Harrisburg woman's 'dirty diesel' lawsuit against VW sent to judge in California
A Harrisburg woman who is suing Volkswagen for selling her what she calls a "dirty diesel vehicle" will have her case heard by a federal judge in northern California.
Morgan A. Horton's suit, filed recently in U.S. Middle District Court in Harrisburg, has been transferred to federal Judge Charles R. Breyer, along with 105 similar cases filed nationwide against VW.
According to a filing by the U.S. Judicial Panel on Mutlidistrict Litigation, Breyer is handling all suits by VW purchasers who claim the company conned them into believing they were buying eco-friendly diesel engined cars.

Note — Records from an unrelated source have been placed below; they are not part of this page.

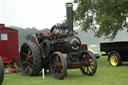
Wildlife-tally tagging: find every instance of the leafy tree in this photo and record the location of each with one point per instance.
(105, 17)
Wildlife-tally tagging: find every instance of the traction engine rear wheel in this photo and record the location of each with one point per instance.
(115, 59)
(90, 65)
(30, 59)
(58, 65)
(1, 71)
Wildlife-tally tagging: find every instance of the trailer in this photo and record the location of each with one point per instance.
(117, 52)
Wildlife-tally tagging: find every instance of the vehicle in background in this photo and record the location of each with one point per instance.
(97, 55)
(1, 71)
(117, 52)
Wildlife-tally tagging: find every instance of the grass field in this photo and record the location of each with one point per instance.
(105, 75)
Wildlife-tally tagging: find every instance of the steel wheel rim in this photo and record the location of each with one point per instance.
(114, 60)
(57, 65)
(89, 65)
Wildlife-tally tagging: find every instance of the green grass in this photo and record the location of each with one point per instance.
(105, 75)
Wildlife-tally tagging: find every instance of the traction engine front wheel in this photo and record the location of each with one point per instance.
(58, 65)
(30, 59)
(90, 66)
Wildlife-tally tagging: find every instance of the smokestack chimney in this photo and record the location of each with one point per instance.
(69, 7)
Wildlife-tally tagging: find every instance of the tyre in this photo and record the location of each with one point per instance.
(30, 59)
(90, 63)
(1, 71)
(46, 48)
(58, 66)
(114, 59)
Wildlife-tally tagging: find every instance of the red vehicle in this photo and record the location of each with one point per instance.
(8, 47)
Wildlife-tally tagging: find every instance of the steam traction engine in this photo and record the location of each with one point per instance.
(57, 51)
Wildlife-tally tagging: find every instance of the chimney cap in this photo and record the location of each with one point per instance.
(2, 25)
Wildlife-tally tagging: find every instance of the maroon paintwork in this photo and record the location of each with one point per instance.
(9, 49)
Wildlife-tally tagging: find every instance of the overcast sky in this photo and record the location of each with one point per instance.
(28, 13)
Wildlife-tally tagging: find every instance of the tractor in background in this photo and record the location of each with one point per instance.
(57, 51)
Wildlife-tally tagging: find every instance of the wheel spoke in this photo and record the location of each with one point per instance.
(27, 68)
(24, 62)
(25, 54)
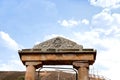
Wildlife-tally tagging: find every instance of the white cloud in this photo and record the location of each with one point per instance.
(7, 41)
(69, 23)
(106, 3)
(85, 21)
(12, 65)
(73, 23)
(108, 57)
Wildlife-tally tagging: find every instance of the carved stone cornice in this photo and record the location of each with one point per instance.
(58, 43)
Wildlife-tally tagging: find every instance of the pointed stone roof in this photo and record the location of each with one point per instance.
(58, 43)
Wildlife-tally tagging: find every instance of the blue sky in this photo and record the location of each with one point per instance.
(91, 23)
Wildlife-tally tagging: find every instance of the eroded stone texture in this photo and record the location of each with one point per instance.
(57, 51)
(58, 43)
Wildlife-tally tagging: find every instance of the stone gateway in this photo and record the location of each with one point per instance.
(58, 51)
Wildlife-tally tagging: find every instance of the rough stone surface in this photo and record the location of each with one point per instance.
(58, 43)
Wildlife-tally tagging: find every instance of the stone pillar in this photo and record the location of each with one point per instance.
(30, 70)
(83, 69)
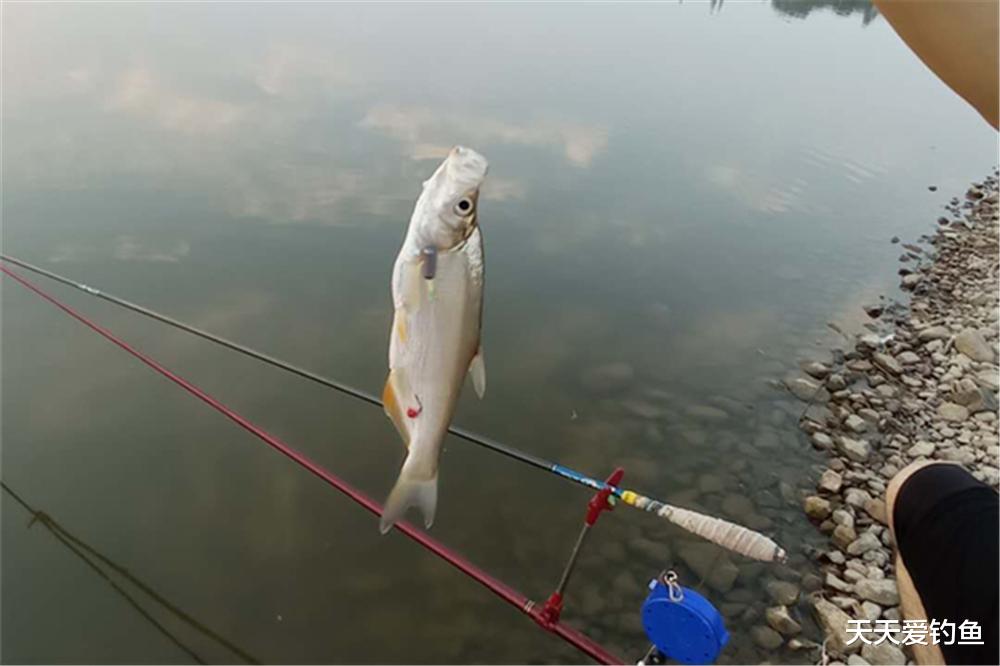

Instead, VW officials have admitted installing software that allowed their turbocharged direct injection diesel engines to fool emissions tests. The engines could activate emissions controls to pass when hooked up for testing for nitrogen oxide emissions. In actual driving, those cars spewed out nitrogen oxide at up to 40 times acceptable levels.
The scandal affects 11 million VWs worldwide and about 500,000 cars in the U.S.
Horton claims the VW Golf TDI sedan she bought in 2012 is one of them. In her suit, she blasts VW for letting her think she was doing the environment a favor by buying the car. She is demanding more than $140,000 in damages.
The Horton suit is one of 50 complaints from across the nation that were included in the latest batch of cases transferred to Breyer's court this month. Eleven of those were originally filed in federal courts in Pennsylvania.